O primeiro passo foi dado, mas no próximo projeto os dois realizadores querem prestar ainda mais atenção à questão da diversidade.
O primeiro passo foi dado, mas no próximo projeto os dois realizadores querem prestar ainda mais atenção à questão da diversidade. | Foto (detalhe): Jonas Schneider
O mesmo dinheiro para toda a gente é também um dos vossos princípios. Como foi possível pô-lo em prática?

Stormer: Quem não o aceitasse, não poderia participar. Cada pessoa recebeu 200 francos por dia; ninguém deveria trabalhar mais do que dez horas por dia. A Marisa, o Jonas Schneider, que dirigiu a fotografia, e eu próprio, enquanto responsáveis criativos pelo projeto, fomos ainda assim os que menos receberam. Da próxima vez seria bom conseguir pôr toda a gente em pé de igualdade, faz mesmo uma grande diferença.

Quando andavam à procura de financiamento, o vosso conceito não foi muito bem aceite junto das emissoras televisivas alemãs.

Meier: Achei surpreendente constatar o pouco espaço que, ao nível da indústria criativa, existe para experimentar outros modos de fazer as coisas. Contudo, depois ganhámos o Fast Track Award da Zürcher Filmstiftung, uma entidade de promoção cinematográfica de Zurique, que apoia projetos inovadores. Conseguimos assim garantir logo 80 por cento do orçamento.

No vosso filme, o mundo dos jovens parece ser bastante divertido. Foi difícil conseguirem concentrar-se durante as filmagens?

Stormer: Houve momentos em que foi difícil, mas todos os participantes eram extremamente exigentes em relação ao seu trabalho. Mais difícil revelou-se depois a altura em que quisemos filmar o mundo dos adultos. A adaptação acabou por ser um choque. Tivemos, logo ali, de abrir mão dos nossos planos originais relativamente à fotografia. Faz parte do processo coletivo que, nesses momentos, não nos tomemos, a nós e aos nossos planos, como sendo mais importantes do que o próprio projeto.

Há na vossa geração mais gente que queira também trabalhar de modo coletivo?

Meier: Quem atualmente estuda produção sente cada vez mais a necessidade de ter uma palavra a dizer no domínio criativo.

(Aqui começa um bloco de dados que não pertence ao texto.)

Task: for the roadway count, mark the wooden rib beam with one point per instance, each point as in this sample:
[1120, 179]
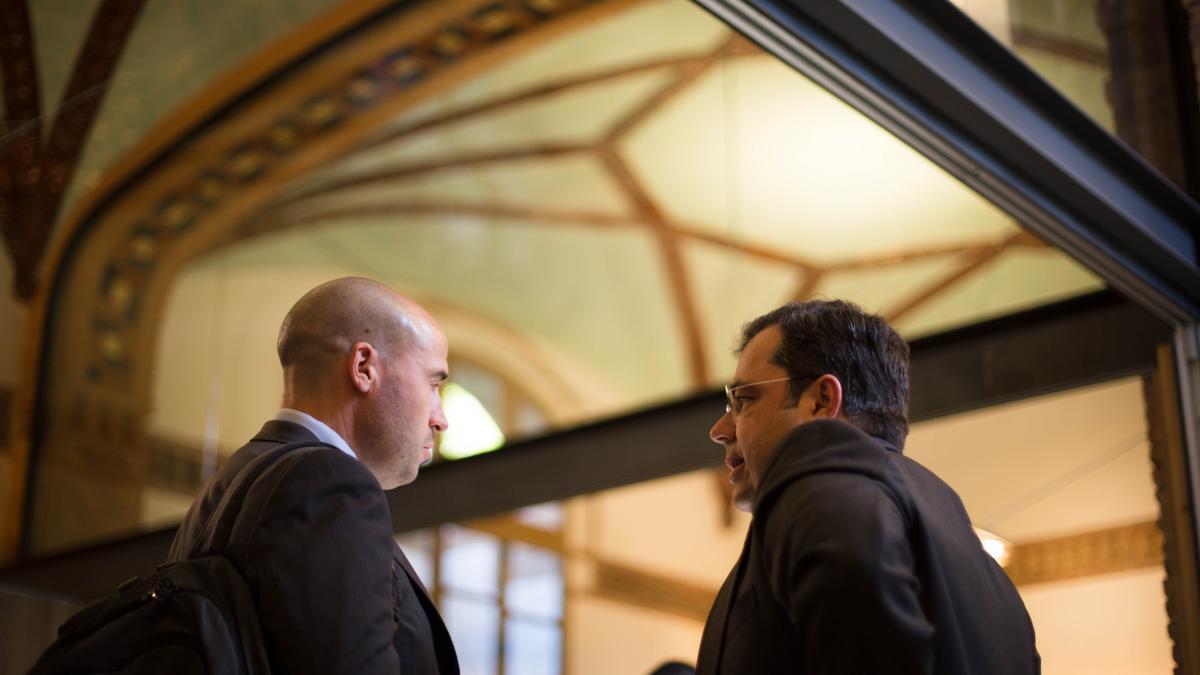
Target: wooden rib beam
[21, 151]
[1060, 46]
[972, 263]
[103, 45]
[672, 261]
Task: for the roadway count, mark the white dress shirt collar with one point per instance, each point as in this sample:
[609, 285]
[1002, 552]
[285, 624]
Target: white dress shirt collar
[319, 429]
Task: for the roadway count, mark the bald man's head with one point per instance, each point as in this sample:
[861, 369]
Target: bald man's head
[328, 321]
[370, 364]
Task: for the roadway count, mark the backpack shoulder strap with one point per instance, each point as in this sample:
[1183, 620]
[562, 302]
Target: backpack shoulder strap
[219, 527]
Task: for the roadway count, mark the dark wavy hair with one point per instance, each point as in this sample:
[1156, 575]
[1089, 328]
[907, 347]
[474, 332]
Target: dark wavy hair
[867, 356]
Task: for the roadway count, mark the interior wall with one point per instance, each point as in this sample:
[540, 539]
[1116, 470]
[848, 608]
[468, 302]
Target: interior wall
[605, 637]
[667, 529]
[1110, 625]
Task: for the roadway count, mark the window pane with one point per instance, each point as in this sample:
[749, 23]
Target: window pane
[1110, 59]
[474, 627]
[471, 561]
[533, 649]
[547, 515]
[535, 581]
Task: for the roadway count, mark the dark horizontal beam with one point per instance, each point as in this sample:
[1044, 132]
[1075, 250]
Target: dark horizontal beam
[928, 73]
[1080, 341]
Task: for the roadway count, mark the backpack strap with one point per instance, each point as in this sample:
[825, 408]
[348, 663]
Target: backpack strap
[219, 527]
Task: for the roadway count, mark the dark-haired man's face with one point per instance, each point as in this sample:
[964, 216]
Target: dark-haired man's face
[763, 417]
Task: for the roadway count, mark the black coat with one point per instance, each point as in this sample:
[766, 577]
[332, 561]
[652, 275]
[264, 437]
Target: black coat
[861, 561]
[334, 591]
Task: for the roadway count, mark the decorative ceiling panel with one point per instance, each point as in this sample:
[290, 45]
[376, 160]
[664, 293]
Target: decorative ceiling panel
[59, 29]
[619, 198]
[598, 296]
[805, 174]
[543, 185]
[732, 288]
[575, 118]
[1018, 279]
[175, 51]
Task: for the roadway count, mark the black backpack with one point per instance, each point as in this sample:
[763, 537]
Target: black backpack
[191, 616]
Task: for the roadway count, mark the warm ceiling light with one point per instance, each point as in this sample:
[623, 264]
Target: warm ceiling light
[471, 429]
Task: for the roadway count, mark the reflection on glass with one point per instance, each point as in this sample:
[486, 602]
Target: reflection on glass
[472, 430]
[547, 515]
[471, 561]
[535, 581]
[475, 629]
[532, 649]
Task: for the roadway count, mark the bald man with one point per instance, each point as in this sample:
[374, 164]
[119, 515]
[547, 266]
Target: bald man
[361, 374]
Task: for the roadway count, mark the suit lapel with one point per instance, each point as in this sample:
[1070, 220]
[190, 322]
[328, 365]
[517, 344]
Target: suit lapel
[712, 644]
[402, 561]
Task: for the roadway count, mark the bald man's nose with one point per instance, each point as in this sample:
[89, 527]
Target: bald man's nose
[438, 417]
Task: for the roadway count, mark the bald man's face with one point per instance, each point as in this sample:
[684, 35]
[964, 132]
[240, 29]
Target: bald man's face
[407, 412]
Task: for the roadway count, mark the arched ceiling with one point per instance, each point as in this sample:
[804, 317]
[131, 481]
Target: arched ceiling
[623, 181]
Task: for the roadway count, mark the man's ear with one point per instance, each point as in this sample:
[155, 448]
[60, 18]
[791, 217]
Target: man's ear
[364, 366]
[827, 396]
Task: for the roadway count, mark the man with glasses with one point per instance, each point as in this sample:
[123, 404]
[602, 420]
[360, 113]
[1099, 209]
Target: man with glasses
[858, 559]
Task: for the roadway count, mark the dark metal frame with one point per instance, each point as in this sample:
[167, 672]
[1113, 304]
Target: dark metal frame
[928, 73]
[933, 77]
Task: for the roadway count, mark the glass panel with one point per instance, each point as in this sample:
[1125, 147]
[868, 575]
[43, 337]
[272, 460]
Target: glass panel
[535, 581]
[419, 548]
[529, 420]
[533, 649]
[471, 561]
[1110, 59]
[526, 208]
[547, 515]
[475, 628]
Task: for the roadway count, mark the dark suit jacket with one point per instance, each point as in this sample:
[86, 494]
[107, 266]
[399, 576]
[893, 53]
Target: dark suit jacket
[315, 542]
[861, 561]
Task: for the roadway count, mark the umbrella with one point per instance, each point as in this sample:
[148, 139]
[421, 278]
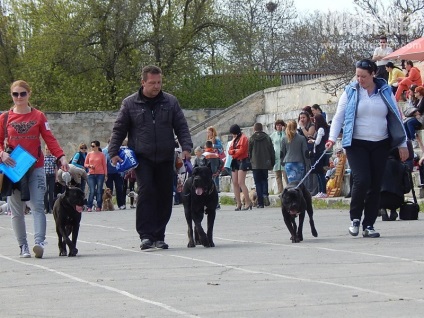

De acordo com a minha perceção, a geração mais jovem aprecia trabalhar em regime coletivo. Tende também a preocupar-se mais com os recursos.

No próximo filme voltariam a adotar o mesmo modo de trabalhar que usaram em Juventopia?

Stormer: Acho que o nosso conceito deverá estar sempre a ser aperfeiçoado e que terá de se adequar, do ponto de vista temático. Não o consideramos um dogma que daqui para frente todos tenham de seguir.

Meier: De uma próxima vez, creio que agiríamos de modo ainda mais consequente. Por exemplo, prestaríamos ainda mais atenção à questão da diversidade. Pretenderia continuar a pagar o mesmo a todas as pessoas, mas gostaria de poder dar-lhes mais dinheiro.
 

Marisa Meier nasceu em Zurique, em 1992, ao passo que Dennis Stormer nasceu em 1990, em Kiel. Ela estudou Produção na Filmakademie Baden-Württemberg; ele estudou Realização. Em 2019 fundaram a Intuition Club, uma empresa de produção. Juventopia, o primeiro filme de estreia de ambos, estreou em 2021 no Festival de Cinema de Zurique, onde conquistou o Prémio do Público. Seguiram-se outras distinções e uma estreia nas salas de cinema na Suíça. Juventopia não tardará a poder também ser visto na Alemanha.